The dichotomy in human society is likely to continue between these last two categories, the technosocialists and the technolibertarians; the other two categories should remain as minorities, though with the caveat that these latter day Luddites may, though small in number, still cause disproportionate amounts of harm. The important feature that we must take away from this is that in a world of constant rapid change, it is keeping up with the new technologies, understanding as well as simply having the opportunity to use them, that is important. Mere monetary wealth, while in a sense an enabler for technological wealth, is not enough and will become increasingly irrelevant. The need for political change is a peculiarly Socialist problem. The Libertarian parties like the Tories have little need for change; they will still believe in small government and letting the market take care of itself. It is the Socialist or socialist-oriented parties that must change their emphasis from redistribution of monetary wealth to redistribution of technological wealth. This will be particularly difficult as, for the moment at least, money remains the common medium of exchange, and the common unit of measurement of wealth. Libertarians will not mind in the least if socialists miss the opportunity to move into the future by clinging to the ideas of the past.

Future Perfect or Future Shock

May you live in interesting times” — (apocryphally) a traditional Chinese curse

The immediate programs that must be initiated are firstly to push for Internet access for all; not just by provision of suitable hardware and universal high-speed broadband but by emphasising computer literacy and skills for all. It is no good having machines lying idle because people lack the knowledge to use them safely. There must be more international effort to impose security standards. Hardware manufacturers and software producers must include the highest levels of available security by default, and be responsible for preventable security breaches of their systems. There must be much more international cooperation to fight cyber crime and to ensure a safe online public sphere for all; women in particular can be vulnerable. It is not good enough to sit back and say that the perpetrators are in another country, or difficult to trace, and therefore untouchable. Equality of access for all should be the aim, and this cannot be achieved if some groups are subject to the forms of abuse which would not be tolerated in other circumstances.

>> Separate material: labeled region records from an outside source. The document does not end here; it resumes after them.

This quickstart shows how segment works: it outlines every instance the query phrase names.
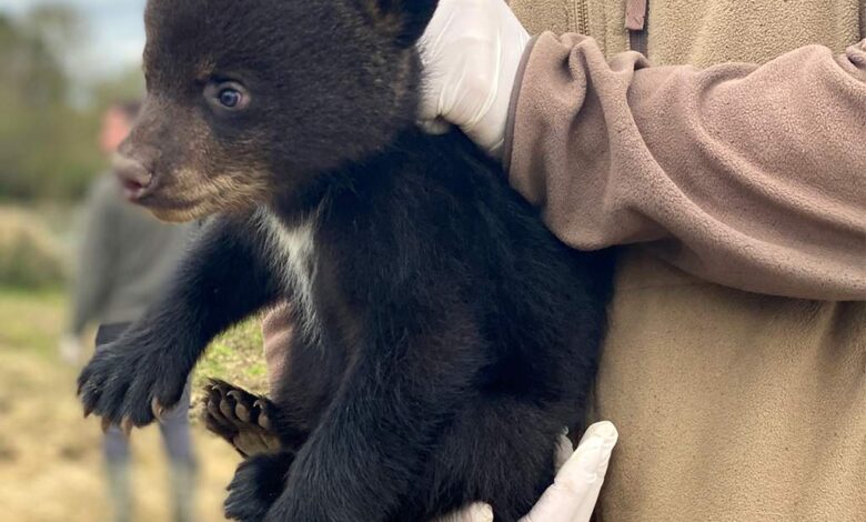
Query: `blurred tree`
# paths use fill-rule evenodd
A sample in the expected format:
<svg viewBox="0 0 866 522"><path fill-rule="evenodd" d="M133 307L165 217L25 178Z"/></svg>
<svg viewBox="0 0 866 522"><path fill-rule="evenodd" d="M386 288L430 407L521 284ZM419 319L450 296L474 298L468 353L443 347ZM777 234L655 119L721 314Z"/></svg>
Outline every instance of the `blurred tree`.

There must also be a start made towards replacing, or extending, money as the unit of wealth measurement. In a capitalist society it is never going to be possible to expect companies to measure their success in terms of anything other than “the bottom line”. It is, however, unacceptable that the social and ecological costs of a company’s operations, the negative externalities, not be included in those totals. It is difficult to express these type of costs in sheer monetary terms, but this can no longer be accepted as an excuse for not doing it. It cannot be beyond the wit of humankind to develop a system whereby these effects can be measured in a way that makes them comparable with straight financial quantities; they can then be incorporated into “the bottom line” and companies can face the same sanctions for not including them as they do already if they wilfully omit something from their financial reports.